Analysts predict another difficult year for employers as health benefit costs are slated to rise by 5.8% Mercer’s recent “National Survey of Employer Sponsored Health Plans” predicts the surge in 2025 will mimic the increases seen in 2023 and 2024. The substantial annual increase is a shift from previous decades, where annual increases hovered around 3%. Without implementing cost-cutting measures, employees could see a jump in their premiums and copays.
Why are costs going up again?
Mercer’s report listed three main elements that are contributing to healthcare cost increases for employers.
- Worker demand pressures. There are not enough healthcare workers across the country, which makes the market more competitive and increases labor costs.
- Provider consolidation: With a wave of hospital and healthcare provider mergers, there is less competition, which drives up costs.
- Prescription price increases: Prescription drug costs continue to rise above inflation, mainly driven by specialty drug treatments, such as GLP-1 medications. Employers reported a 7.2% increase in drug benefit costs per employee for 2024.
What are employers likely to do about rising costs?
In response to the cost news, 53% of employers reported plans to implement cost-cutting measures. Unfortunately, most of the cutting options are unpopular with employees. Increasing annual deductible limits, increasing copays, more liberal use of prior authorization, and increasing premiums all shift part of the financial burden onto workers. While these efforts control overall healthcare costs, they also create affordability issues for employees.
RazorMetrics lowers costs without unpopular strategies.
Employers need innovative ways to manage spending without sacrificing the quality of care for their employees. This is where RazorMetrics’ powerful solution fits in. Using AI and advanced data analytics, RazorMetrics identifies pain-free, cost-saving opportunities. RazorMetrics provides the following cost-saving options for employers:
- Formulary optimization with therapeutic interchange. The platform suggests a lower-cost, equally effective medication directly to the physician for approval.

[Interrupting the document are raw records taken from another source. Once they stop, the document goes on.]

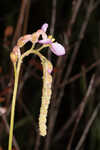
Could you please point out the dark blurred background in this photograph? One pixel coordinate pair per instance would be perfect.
(73, 117)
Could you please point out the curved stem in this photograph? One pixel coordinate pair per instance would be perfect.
(17, 71)
(13, 105)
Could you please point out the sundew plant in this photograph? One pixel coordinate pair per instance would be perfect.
(17, 59)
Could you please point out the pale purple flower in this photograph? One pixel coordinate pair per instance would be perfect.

- Polypharmacy management. One of RazorMetrics’ standout programs is our patent-pending polypharmacy solution. Nearly 20% of adults aged 40-79 are polypharmacy, meaning they take at least five prescription medications regularly. Patients on 5-9 medications have higher costs, complicated medication regimens, and a 50% higher chance of an adverse drug interaction. Adverse drug events cause 1.3 million emergency department visits each year and about 350,000 hospitalizations.
- Discount opportunities. Mail pharmacies save patients on average $119 annually off their drug costs, and it saves 100% off this prescription for their insurance carrier because it moves the patient to cash pay. Also, it works on the total member base, not just those with a viable low-cost switch. Discount cards save patients 81% off medication costs on average and 100% off the prescription cost for the insurance carrier since it moves the patient to cash pay. Also, it works for the entire member base.

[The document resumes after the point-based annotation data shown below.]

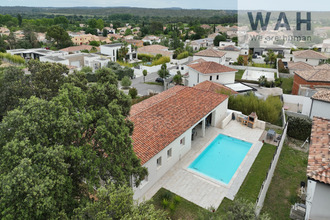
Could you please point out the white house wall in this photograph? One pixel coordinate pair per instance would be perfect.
(178, 151)
(220, 60)
(155, 172)
(320, 109)
(317, 201)
(313, 62)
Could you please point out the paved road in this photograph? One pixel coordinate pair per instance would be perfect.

- Discontinuation. Between 1.5% and 5% of medications are dispensed after discontinuation in the Electronic Health Record, 34% of which are high-risk for adverse effects. RazorMetrics tracks discontinuations and flags prescription pick-ups that were not supposed to happen. The member, their physician, and pharmacist are contacted to correct the error.
- Biosimilars. Driven by specialty drugs, pharmacy costs are growing twice the rate of overall health benefit costs. RazorMetrics covers 15 specialty drugs and biosimilars, with more being added every month. We give them the lowest-cost therapeutically equivalent alternative based on client formularies and the latest in biosimilar marketization.
By offering these tailored solutions, RazorMetrics helps employers lower prescription drug costs while maintaining high-quality healthcare for their employees. This approach not only controls rising healthcare spending but also ensures that employees can afford appropriate care. Employers who take proactive steps today will protect both their bottom line and their employees’ access to quality care in 2025 and beyond.